The princes continued their visit to the temple and accessed the top of the tower, from where they enjoyed a magnificent panoramic view of the place, drawing their attention to the huge slopes planted with nopales - a common name in Spanish for Opuntia cacti (commonly referred to in English as prickly pear) - for the production of cochineal.

On the day of December 4, after resting on board, the delegation passed from Santa Cruz de Tenerife to the neighbouring city of La Laguna, where they were entertained at the residence of the British merchant Benjamin Renshaw in Orea. The ascent to the old capital seemed to them "very steep and hot", with a dusty road in which "many of us were very happy to shorten its multiple curves by doing the route on foot". They continued the journey and at 3 o'clock in the afternoon they were already in La Orotava, a valley that surprised them by its vegetation and its “rich volcanic soil”. After the obligatory visits to the Botanical Garden, to the site where the Drago de La Orotava was - of which they commented "of which now there are only a large pile of fragments" and one of whose branches, according to the testimony of travellers, could be seen in the gardens botanists from Kew, London - and prepared for the next day's project, which was none other than the ascent to the peak. 

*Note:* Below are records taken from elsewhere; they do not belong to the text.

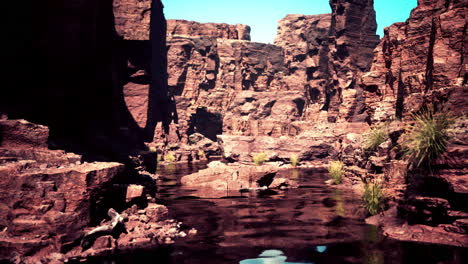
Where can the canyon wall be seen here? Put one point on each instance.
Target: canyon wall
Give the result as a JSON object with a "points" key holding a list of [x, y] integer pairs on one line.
{"points": [[76, 65], [224, 84], [420, 60]]}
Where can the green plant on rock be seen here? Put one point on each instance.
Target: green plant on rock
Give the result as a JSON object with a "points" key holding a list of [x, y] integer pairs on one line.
{"points": [[259, 158], [376, 136], [169, 157], [336, 171], [427, 136], [294, 159], [373, 197]]}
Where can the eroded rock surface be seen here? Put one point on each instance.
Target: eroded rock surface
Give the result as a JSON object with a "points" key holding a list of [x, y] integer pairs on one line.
{"points": [[47, 195], [420, 60]]}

The journey to Las Cañadas, which began at 3 am on December 5, focused the attention of the princes, who did not cease to admire the contemplated landscape. As a curiosity they pointed out that "the guides who run alongside the ponies seem to know the way even though it is still dark", showing once again the experience and importance of these almost anonymous individuals on this journey of travellers to Teide through the ages. The princes recorded the cold that was noticeable at the summit, but their effort was worth it, as their own words attest: “From this point we get one of the best views we have seen. These are the gardens of the Hespérides, as the Carthaginian colony of Cádiz called them; it extends into an amphitheatre that faces west, delimited in the extreme south by Icod and in the north by La Matanza; between which there is a great slope of eternal fertility and beauty, similar to the slopes of Etna, only here, in addition to the corn and the greenery of the rich crops, we have palm trees, bananas and other semi-tropical foliage. There is the highest peak on which Greek eyes rested: the Atlantean column of heaven. Here the wandering Perseus and Heracles arrived in search of the golden fruit guarded by the dragon, whose remains we saw in the dragon tree that we admired yesterday in La Orotava”.

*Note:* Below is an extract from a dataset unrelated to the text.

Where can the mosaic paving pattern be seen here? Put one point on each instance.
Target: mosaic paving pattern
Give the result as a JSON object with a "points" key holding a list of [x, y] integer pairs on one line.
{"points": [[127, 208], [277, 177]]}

The return to Santa Cruz de Tenerife took place throughout the same marathon day, stopping at La Orotava and La Laguna on the way back to Bacchante. A memorable dance, performed in tribute to the officers of the British corvette, was the perfect counterpoint to that busy day. Finally, at 3 o'clock in the afternoon on December 6, 1879, they set sail for Bermuda, leaving behind that memory of a princely visit that was to remain etched in the retina and the memory of the island of Tenerife.